Typical circuit. Note missing is a ~ 10K from Q2 base to ground. thats so
when processor starts up (it typically floats, HiZ, it's pins) that Q2 does not
turn on from leakage current until processor takes control of its pin.

This schematic also missing freewheeling diode across motor, or a snubber.
This protects MOSFET from hi-V inductive turn off transient.

Anode to + Vsupply of motor, Cathode to its other side of winding, which
is connected to MOSFET drain in the above circuit.

Lastly in above circuit mosfet turns off, relatively, fast because Q2 quickly
discharges Q1 gate C. But turn on is slow due to R1, which increases Q1
power dissipation due to heat and the fact Q1 stays longer in its linear
region. So make R1 smaller, at most 1K. That will help.

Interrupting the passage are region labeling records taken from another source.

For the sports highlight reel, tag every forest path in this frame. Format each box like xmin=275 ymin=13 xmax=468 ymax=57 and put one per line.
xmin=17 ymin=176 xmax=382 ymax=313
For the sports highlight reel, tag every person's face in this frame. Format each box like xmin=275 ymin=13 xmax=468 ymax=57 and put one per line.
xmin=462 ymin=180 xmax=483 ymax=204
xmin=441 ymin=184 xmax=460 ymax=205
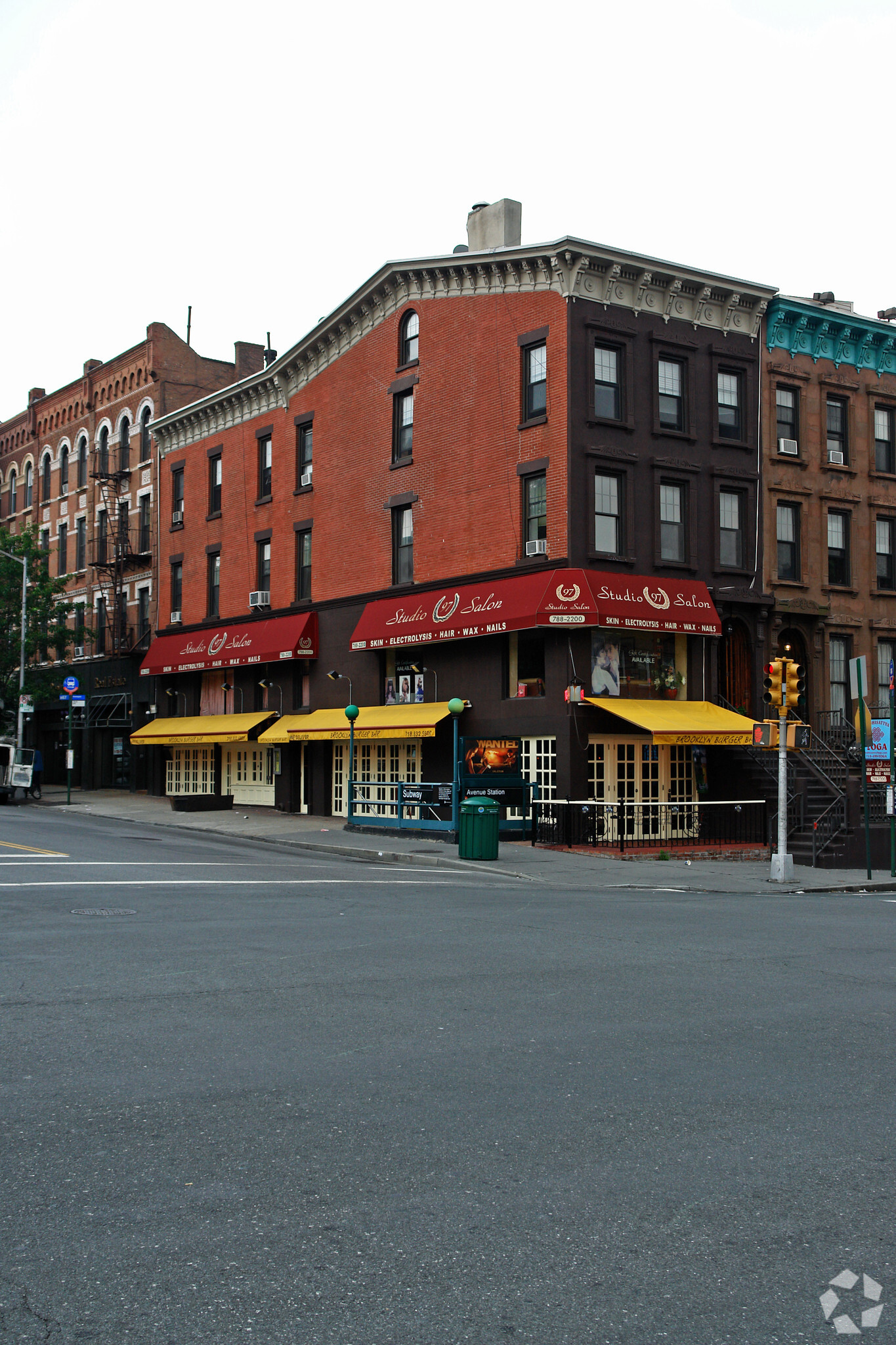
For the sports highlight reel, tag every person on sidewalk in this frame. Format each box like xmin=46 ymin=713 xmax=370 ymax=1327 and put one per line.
xmin=28 ymin=748 xmax=43 ymax=799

There are circuits
where another Qx can be added to replace R1 and make it a lot faster turn on
if needed.

1635277337246.png


This circuit can operate off single supply low voltage,. But I would simulate it first
to insure when micro pin is floating both Q1 and Q2 do not conduct and short out
supply. Normally one uses a two phase PWM with deadtime in its outputs to drive
the Q1 and Q2. Again circuit should have free wheeling diode connected across
motor (load), its not shown here.

Deadtime insures Q1 and Q2 are never on simultaneously at the same time causing
a direct short across power supply. Many micros have deadtime control for their PWMs.

1635277655958.png



Regards, Dana.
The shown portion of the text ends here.